# Week 7: Exploratory vs Explanatory Visualizations

## Lab

Execute the *Lab* portion of this notebook (everything before *Exercise*), download a copy as a notebook file, and submit it on BlackBoard.

### Introduction

While visualizations can certainly be useful as an aid in story telling, we can also rely on visualizations to help make sense of data when we're exploring it and trying to extract meaning. While an exploratory visualization might make sense as we're working closely with the data, it's meaning could be lost or overwhelming when used as an explanatory tool in a report or summary. An exploratory visualization *could* be used as an explanatory visualization especially if it clearly supports the message that is being conveyed and can be easily understood by the target audience.

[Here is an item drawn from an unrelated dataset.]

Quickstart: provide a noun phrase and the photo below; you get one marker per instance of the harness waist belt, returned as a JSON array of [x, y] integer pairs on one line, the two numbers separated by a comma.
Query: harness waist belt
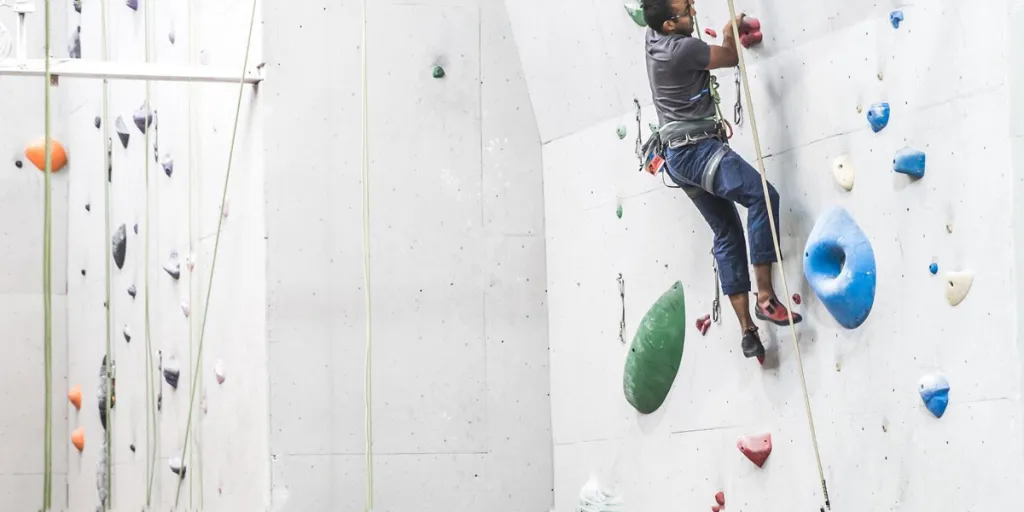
[[682, 130]]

Here we'll look at the examples of visualizations as both exploratory and explanatory. 


### Preparation

This notebook makes use of the seaborn, pandas, wordcloud, requests, and beautifulsoup libraries.  To begin, we'll make sure they are installed.

In [None]:
!pip install seaborn pandas wordcloud requests bs4

### Color, Form, Etc.

We often use explanatory visualizations to try to "tell a story" and seek to make such visualizations appealing visually.  While exploratory visualizations are typically used to make sense of data, similar design choices could be applied to help detect trends and reduce strain from viewing dull visualizations.


### Exploratory Analysis

We'll begin by exploring a [dataset](https://github.com/mwaskom/seaborn-data) provided with the [seaborn](https://seaborn.pydata.org/) library that contains tip-related data.  The seaborn library provides a high-level interface to the commonly used [matplotlib](https://matplotlib.org/) library ([examples](https://matplotlib.org/gallery/index.html)) that can be used to create more-polished [visualizations](https://seaborn.pydata.org/examples/index.html). 

First, we import the [pandas](https://pandas.pydata.org/) and seaborn libraries and name them pd and sns, respectively, based on common convention.  Next, we'll indicate to the notebook software that we want generated plots to appear in-line as part of the notebook and set the figure size to 12x10 "inches".

In [None]:
import pandas as pd
import seaborn as sns
%matplotlib inline
sns.set(rc={'figure.figsize':(12,10)})

As a dataset included with the seaborn library, we can load the data using the *load_dataset()* method with the dataset name specified.

In [None]:
tips = sns.load_dataset("tips")
tips

Here, we see that there are seven columns in the dataset.  This is a generated dataset used for demonstration but we can assign meaning to each of the columns.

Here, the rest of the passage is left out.